Rachel Cooke, formerly of Hyde Park, is planning a May 19 wedding at the Webster Barn.
Cooke got engaged last April; she started looking for her gown two weeks later.
She chose to shop at a popular national bridal salon chain.
“I’ve never been into spending loads of money for one day,” Cooke said. “My budget was about $500.”
She didn’t receive the one-on-one attention given to brides on television. Nor was there a silk robe, nor champagne in the dressing room.
“My consultant was helping six other people,” Cooke said. It was so stressful. There were so many people, it was claustrophobic.”
Still, accompanied by her sister, who offered opinions and advice, she found her perfect dress — a strapless cotton-blend A-line with a sweetheart neckline, rauching and pockets.
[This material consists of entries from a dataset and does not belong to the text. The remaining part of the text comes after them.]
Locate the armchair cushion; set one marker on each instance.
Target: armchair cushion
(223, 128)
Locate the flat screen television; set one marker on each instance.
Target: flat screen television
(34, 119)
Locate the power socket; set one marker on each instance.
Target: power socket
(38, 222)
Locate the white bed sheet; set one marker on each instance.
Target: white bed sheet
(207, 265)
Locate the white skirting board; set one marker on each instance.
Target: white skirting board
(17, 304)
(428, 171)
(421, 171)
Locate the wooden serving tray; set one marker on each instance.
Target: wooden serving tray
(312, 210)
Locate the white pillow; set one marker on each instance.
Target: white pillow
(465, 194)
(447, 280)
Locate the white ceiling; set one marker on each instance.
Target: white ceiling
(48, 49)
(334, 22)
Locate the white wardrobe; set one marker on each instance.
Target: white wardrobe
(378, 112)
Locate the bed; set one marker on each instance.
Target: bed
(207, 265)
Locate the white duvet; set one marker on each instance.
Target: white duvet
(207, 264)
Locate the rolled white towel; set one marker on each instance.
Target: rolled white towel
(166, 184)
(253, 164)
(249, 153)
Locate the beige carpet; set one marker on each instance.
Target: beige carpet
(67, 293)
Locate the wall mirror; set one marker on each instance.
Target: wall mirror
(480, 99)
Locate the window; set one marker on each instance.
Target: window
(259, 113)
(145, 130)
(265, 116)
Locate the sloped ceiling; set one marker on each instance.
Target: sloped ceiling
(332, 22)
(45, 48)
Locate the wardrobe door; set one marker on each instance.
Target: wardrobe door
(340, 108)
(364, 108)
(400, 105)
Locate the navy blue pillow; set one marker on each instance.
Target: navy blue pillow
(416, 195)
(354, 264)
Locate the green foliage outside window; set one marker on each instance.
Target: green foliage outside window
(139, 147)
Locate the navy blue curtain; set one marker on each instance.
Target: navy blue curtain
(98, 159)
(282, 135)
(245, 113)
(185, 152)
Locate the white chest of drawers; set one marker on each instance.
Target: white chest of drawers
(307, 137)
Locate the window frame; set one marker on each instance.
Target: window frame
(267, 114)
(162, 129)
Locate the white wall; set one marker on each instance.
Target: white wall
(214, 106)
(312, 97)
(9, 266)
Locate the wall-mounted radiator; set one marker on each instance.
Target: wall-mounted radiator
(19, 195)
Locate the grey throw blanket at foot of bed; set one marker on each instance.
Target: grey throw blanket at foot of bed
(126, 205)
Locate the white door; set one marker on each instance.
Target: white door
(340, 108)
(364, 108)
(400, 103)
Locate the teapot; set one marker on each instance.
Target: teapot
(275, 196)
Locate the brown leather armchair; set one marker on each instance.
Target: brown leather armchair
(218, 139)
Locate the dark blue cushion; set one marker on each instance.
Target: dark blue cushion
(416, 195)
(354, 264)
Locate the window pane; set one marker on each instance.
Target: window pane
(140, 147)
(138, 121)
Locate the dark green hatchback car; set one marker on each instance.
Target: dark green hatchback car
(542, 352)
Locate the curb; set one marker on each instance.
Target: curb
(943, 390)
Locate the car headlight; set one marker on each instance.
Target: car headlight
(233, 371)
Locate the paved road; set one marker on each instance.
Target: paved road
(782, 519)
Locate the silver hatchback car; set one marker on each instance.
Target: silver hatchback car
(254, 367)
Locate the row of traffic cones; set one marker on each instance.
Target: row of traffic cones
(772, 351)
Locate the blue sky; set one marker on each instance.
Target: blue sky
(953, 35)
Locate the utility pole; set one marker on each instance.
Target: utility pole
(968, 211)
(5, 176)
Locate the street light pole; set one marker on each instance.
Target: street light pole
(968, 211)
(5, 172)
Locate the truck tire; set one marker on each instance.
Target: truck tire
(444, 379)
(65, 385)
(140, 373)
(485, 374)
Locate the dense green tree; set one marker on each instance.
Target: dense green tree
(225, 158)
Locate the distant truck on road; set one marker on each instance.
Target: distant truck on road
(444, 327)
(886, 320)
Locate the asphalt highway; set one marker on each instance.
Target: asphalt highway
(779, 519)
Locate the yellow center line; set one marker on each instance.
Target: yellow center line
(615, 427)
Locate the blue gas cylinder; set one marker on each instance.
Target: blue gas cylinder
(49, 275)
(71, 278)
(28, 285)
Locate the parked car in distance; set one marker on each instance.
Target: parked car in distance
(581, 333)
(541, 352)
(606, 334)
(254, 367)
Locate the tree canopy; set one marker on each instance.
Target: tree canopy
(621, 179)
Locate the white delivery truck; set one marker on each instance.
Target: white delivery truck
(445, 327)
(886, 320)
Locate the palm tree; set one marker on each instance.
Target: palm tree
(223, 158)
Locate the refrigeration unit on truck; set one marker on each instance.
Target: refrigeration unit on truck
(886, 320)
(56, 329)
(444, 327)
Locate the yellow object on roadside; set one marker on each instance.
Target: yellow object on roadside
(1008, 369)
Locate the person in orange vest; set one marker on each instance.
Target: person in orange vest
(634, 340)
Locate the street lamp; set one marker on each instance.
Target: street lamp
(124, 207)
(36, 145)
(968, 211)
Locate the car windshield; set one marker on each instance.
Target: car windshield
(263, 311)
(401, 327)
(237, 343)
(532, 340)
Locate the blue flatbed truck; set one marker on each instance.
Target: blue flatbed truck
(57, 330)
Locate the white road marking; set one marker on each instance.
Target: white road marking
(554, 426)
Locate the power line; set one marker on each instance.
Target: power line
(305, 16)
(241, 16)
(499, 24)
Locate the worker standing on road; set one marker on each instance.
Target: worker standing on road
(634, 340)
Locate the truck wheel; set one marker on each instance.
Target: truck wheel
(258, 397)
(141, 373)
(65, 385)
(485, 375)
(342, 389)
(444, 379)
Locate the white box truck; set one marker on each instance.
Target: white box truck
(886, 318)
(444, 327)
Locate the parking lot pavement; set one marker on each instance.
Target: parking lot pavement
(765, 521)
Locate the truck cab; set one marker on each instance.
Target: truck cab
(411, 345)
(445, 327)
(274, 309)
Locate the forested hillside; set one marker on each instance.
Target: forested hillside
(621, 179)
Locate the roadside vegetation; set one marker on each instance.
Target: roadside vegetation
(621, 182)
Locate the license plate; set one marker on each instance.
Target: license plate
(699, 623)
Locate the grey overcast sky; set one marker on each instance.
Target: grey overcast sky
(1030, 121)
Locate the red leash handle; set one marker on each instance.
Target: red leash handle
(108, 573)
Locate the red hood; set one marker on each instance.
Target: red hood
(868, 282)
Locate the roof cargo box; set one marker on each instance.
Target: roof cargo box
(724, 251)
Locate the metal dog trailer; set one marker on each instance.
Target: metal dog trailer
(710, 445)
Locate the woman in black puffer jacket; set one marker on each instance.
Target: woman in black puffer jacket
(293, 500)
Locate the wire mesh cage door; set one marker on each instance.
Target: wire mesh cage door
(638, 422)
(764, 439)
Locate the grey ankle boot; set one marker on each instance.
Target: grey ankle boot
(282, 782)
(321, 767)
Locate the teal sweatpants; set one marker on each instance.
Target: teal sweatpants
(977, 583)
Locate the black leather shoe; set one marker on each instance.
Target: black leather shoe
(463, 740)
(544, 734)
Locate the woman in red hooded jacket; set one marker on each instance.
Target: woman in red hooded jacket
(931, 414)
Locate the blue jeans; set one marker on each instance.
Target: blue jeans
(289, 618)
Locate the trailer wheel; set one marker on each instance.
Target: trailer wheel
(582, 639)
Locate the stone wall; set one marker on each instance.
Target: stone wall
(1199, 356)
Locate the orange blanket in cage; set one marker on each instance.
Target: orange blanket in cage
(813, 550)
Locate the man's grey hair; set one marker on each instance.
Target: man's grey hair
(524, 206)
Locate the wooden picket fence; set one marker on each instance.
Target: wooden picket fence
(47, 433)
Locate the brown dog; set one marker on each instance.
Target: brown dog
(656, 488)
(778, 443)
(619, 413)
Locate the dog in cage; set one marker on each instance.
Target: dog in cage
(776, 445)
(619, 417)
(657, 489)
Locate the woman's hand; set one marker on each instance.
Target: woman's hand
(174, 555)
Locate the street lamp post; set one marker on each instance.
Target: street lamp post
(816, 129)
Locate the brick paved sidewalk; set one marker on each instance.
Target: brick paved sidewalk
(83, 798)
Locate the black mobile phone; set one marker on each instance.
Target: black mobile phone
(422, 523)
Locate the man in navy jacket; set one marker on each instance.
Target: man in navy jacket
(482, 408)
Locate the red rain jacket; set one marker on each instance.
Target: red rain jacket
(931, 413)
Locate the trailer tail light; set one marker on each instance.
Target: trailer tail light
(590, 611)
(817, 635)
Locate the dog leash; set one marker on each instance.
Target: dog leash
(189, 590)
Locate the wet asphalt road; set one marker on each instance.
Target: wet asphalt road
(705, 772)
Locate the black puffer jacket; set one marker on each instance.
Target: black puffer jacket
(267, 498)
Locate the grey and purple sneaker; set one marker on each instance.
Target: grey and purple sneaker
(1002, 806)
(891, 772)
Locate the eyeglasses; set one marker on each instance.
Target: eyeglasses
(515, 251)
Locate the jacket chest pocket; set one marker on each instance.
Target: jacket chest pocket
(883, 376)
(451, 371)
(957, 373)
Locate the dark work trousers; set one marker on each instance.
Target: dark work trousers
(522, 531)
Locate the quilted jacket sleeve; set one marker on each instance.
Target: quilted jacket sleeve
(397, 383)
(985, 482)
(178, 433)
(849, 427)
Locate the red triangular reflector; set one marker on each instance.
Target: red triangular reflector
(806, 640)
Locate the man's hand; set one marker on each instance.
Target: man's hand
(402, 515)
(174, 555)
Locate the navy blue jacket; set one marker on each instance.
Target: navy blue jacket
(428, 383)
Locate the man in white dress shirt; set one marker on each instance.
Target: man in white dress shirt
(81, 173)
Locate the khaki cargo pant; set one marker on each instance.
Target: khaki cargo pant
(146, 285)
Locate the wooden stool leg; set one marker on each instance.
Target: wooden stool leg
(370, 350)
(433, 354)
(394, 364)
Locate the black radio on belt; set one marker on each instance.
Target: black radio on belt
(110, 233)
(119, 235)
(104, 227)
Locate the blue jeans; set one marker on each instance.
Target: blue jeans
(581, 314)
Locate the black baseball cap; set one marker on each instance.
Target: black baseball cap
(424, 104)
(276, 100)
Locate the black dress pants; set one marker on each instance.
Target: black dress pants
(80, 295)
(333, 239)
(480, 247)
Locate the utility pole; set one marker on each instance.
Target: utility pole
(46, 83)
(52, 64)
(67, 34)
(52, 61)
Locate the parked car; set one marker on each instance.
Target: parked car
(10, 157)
“We’re not having a formal wedding and I like the idea of having a more casual dress,” Cooke said. “I don’t like tulle or prom gown dresses.”
She decided not to purchase the dress that day because she wanted to get her mother’s approval first.
“When I told her I had found the dress I loved, she told me she wanted to come down and see all the ones I tried on and try to guess which one I liked best,” Cooke said
While television shows about bridal boutiques often depict mother-daughter quarrels ending in teary showdowns, Cooke’s trip ended happily.
“As soon as the dress was pulled out, she said, ‘That’s absolutely your dress,’” Cooke remembers. “When I put it on, she started crying. She loved it. My sister cried, too.”
She purchased the dress, which fit her budget, although the alternations will nearly double its cost.
She has only one regret about the experience.
“You get so excited to go shopping and it ends so quickly,” Cooke said. “I wish it had lasted longer. I tried on more, but I kept going back to that dress.”